Emergency and timely consultation is of prime importance for the management of Ludwig’s angina, immediate initiation of medical therapy is crucial. Early airway establishment via endotracheal tube or tracheostomy is recommended in case of detoriation or signs of airway obstruction(3).Although changes in anatomy of airway and mobility of tissue creates difficulty in intubation, in certain cases there are chances of complete airway obstruction with the induction of general anesthesia. (11).

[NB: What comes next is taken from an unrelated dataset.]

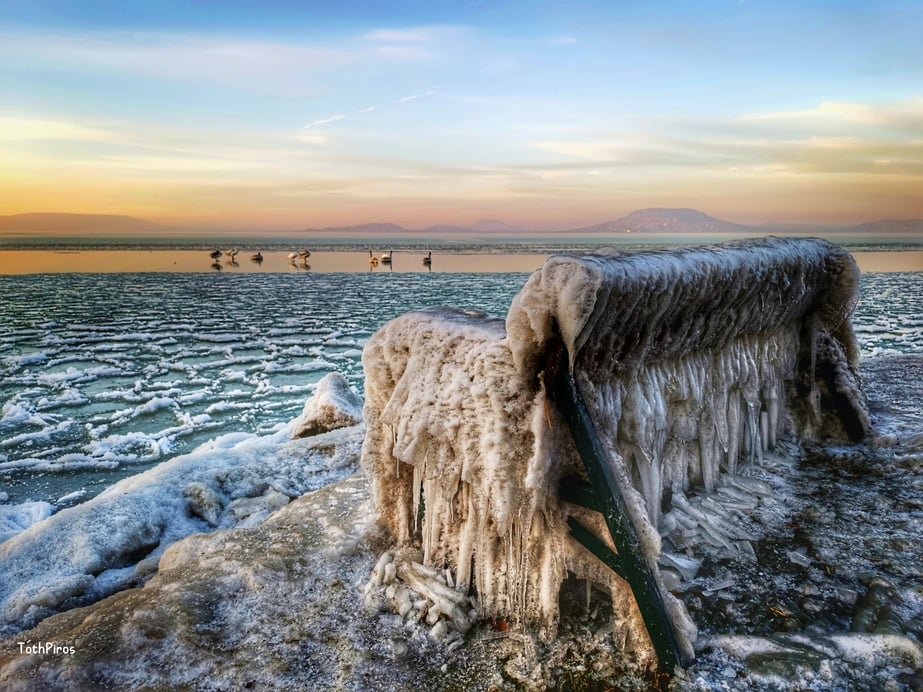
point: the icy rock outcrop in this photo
(691, 362)
(333, 405)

Team of emergency tracheostomy must always be present during intubation process.
Depending upon the causative organism antibiotic is indicated, severely immunocompromised patients should be treated against methicillin-resistant S. Aureus and resistant gram-negative bacterias. Commonly used antibiotics are high-dose penicillin G, along with metronidazole. In patients who are allergic to penicillin , an alternate is clindamycin hydrochloride. (10)The role of steroids has been reviewed in a study using dexamethasone , even then surgery was required in 27 out of 31 patient cases. (12).